Subject: RE: Is it Ok to sing from a song book?
A question springs into my mind about all this.
How do singers feel about their songs while they are singing them?
The most common experience we got from the field-singers we interviewed was that they saw them; "It's like sitting in the cinema", one singer told us.
Walter Pardon set the songs in his local area and he could provide us with descriptions of all the characters in the songs. We have an amusing recording of him describing what he 'looks at' when he's singing; "Down my nose....."
Irish singer Tom Lenihan the same - and the Travellers.
I know this to be the case with other singers. In the U.S. The Rounder CD of Mrs Texas Gladden has a track where she describes in some detail the step-by-step progress of Mary Hamilton to her execution.
In a number of cases where we've discussed this with singers they have said that they deliberately close their eyes to achieve this effect.
When I was singing regularly it was something I strove for - it didn't always happen, but when it did it stayed with you for a long time. Part of the preparation for singing the song was to create pictures of the songs in your minds-eye.

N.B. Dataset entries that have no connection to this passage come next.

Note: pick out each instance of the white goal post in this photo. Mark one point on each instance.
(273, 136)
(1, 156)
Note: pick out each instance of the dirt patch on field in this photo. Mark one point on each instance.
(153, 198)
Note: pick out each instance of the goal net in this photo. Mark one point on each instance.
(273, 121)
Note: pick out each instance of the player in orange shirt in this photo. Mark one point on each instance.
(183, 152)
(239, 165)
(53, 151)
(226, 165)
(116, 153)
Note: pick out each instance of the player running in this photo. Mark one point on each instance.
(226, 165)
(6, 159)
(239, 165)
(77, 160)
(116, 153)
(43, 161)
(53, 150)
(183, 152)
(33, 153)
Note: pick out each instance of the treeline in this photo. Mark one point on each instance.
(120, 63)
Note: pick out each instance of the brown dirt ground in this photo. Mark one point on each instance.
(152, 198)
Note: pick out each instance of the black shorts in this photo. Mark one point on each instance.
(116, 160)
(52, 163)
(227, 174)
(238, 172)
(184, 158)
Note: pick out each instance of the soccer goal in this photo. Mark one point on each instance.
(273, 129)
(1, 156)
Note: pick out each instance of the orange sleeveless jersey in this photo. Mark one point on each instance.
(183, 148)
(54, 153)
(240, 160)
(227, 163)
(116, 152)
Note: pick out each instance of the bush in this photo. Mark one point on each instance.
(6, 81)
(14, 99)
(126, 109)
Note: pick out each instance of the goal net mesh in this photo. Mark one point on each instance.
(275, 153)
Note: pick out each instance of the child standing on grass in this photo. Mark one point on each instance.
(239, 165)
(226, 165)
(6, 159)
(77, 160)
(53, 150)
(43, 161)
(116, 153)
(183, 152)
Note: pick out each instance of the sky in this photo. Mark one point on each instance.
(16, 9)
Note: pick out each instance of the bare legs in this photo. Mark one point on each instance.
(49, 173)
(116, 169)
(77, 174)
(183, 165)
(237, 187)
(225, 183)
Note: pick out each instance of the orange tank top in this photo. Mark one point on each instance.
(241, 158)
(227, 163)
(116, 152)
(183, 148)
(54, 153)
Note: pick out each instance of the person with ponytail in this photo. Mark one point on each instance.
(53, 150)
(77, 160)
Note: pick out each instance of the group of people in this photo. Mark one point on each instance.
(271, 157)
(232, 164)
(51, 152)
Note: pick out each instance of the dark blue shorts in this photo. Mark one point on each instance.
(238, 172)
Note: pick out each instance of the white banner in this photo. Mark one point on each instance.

I am getting the impression here of people who consider it the pinnacle of achievement to arrive at the end of the song without dropping the ball. This surely means that singers are not experiencing their songs; it sounds more like a technical exercise of getting from A to Z rather than an act of enjoyment.
I really don't believe that failing memory is an excuse unless dementia has begun to set in.
Tom Lenihan was not noted by people who knew him as having a great memory - good, but not phenomenal. Yet, when into his eighties, we've recorded him singing a song which he had not thought about for forty years, without a single slip.
On Friday we went to the 100th birthday calebration organised for one of the singers we recorded some years ago. When we left she was still singing, and the love she had for her songs shone through her years.
I asked earlier, can people enjoy and experience their songs while reading them or worrying about remembering them. I never received a reply, so I took the answer to be no - that it was enjoyment enough to get through them; that's the impression I am left with anyway.